Species of flowering plant

Artemisia pedatifida is a species of flowering plant in the aster family known by the common names birdfoot sagebrush and matted sagewort. It is native to a section of the west-central United States encompassing parts of Idaho, Montana, Wyoming and Colorado, where it occurs on the high plains.
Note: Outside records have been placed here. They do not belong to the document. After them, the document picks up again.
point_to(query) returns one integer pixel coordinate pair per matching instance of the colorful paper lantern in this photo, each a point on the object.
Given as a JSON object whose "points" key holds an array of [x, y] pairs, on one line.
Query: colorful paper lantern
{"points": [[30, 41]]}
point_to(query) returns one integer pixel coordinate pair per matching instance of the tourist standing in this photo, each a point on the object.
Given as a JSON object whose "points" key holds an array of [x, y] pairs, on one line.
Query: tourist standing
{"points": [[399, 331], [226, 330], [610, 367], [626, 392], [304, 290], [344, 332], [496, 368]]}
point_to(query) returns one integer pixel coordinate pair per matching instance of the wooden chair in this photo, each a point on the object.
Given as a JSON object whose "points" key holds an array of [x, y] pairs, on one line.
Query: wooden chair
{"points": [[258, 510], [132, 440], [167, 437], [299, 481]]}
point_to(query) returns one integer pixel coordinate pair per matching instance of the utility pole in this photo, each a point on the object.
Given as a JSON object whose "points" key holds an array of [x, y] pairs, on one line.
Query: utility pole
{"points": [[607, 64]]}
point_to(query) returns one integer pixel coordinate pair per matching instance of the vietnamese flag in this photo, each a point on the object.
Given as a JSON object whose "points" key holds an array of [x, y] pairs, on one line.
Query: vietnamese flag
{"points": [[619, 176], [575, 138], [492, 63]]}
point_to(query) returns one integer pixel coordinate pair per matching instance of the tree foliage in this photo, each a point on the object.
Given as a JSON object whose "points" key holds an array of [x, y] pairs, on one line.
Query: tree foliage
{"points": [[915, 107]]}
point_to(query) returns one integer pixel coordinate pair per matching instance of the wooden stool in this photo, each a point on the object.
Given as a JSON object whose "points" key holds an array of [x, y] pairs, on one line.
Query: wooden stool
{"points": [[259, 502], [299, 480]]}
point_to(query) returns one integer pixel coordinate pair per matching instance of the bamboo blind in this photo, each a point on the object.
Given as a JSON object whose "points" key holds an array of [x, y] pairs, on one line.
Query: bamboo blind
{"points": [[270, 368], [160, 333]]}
This plant is a perennial herb or small subshrub growing up to about 15 centimeters tall. There are several stems growing from a woody base atop a woody root. The small, gray-green leaves occur in a tuft around the woody base. The inflorescence contains a number of round flower heads which each have a few pistillate ray florets and a few disc florets. The plant reproduces by seed.

This sagebrush grows on grasslands and shrublands in mountains and on plains. It grows with many types of grasses and a few shrubs such as Gardner's saltbush (Atriplex gardneri) and winterfat (Krascheninnikovia lanata).